GPS Adventures has just opened at the Maryland Science Center in Baltimore. This is a life sized maze exhibit that introduces visitors to GPS and geocaching. In honor of the exhibit here are a couple of profiles of GPS-obsessed artists - people that create art from the tracks of their GPS units.
Jeremy Wood is a British artist and cartographer with a GPS Drawing web site. Here is a pentagram drawn from a series of consecutive flights beginning and ending at London's Stansted Airport.
"5414 miles in 68 hours for £74 from London Stansted airport to London Stansted airport" - was all this flying just to create a pentagram?

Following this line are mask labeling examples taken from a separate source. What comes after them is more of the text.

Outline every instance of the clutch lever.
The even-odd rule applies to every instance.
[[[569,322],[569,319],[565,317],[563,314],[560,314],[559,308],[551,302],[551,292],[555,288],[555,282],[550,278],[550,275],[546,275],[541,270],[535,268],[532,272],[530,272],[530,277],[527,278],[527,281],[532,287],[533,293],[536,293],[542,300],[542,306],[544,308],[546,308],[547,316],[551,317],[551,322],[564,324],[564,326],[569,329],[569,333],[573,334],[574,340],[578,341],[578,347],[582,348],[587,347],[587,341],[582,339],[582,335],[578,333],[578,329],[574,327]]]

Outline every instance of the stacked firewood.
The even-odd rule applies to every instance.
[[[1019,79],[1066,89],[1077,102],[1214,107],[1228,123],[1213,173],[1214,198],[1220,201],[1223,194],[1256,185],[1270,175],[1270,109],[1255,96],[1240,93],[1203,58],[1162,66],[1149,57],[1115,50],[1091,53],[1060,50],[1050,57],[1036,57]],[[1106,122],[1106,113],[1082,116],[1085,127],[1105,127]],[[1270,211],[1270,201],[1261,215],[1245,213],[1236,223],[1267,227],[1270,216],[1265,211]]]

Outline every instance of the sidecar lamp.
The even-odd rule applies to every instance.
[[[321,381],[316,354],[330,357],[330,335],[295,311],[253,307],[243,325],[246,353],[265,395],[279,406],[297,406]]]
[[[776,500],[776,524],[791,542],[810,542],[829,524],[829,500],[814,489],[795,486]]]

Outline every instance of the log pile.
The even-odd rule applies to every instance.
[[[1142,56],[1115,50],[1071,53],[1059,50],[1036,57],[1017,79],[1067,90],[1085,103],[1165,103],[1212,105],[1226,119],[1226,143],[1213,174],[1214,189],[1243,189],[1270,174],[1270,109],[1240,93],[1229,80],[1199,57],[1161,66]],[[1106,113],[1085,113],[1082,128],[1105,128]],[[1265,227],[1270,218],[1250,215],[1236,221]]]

He doesn't say.
He also leads GPS art workshops at schools, museums and festivals. Here is a map from a festival in Basel, Switzerland where participants spelled out the name of the city on the lower part of the map.
One day, he decided to enjoy a drink at the John Snow Pub in Soho. The pub is named after Dr. John Snow who produced the famous map that traced the 1854 cholera outbreak to a water pump just down the street from the pub. While there, his bag was stolen. His GPS unit was still in the bag and running. When the police returned the bag, he got back his unit and had a souvenir of his bag's travels. Here are the tracks of the stolen bag, overlaid onto John Snow's cholera map.
Over in San Francisco graphic designer Vicente Montelongo has created a series of GPS trail by bicycle in homage to the 8-bit video games of yore. Here are a couple of drawings reproduced for SF Weekly's "The Snitch." On the left is Space Invaders and on the right, Pac Man.
4 years ago
1 comment:
Interesting, but I was looking at the pentagram for awhile before I realized that the blue was land, not water. If you're going to do crazy things with maps, please follow the blue is water rule.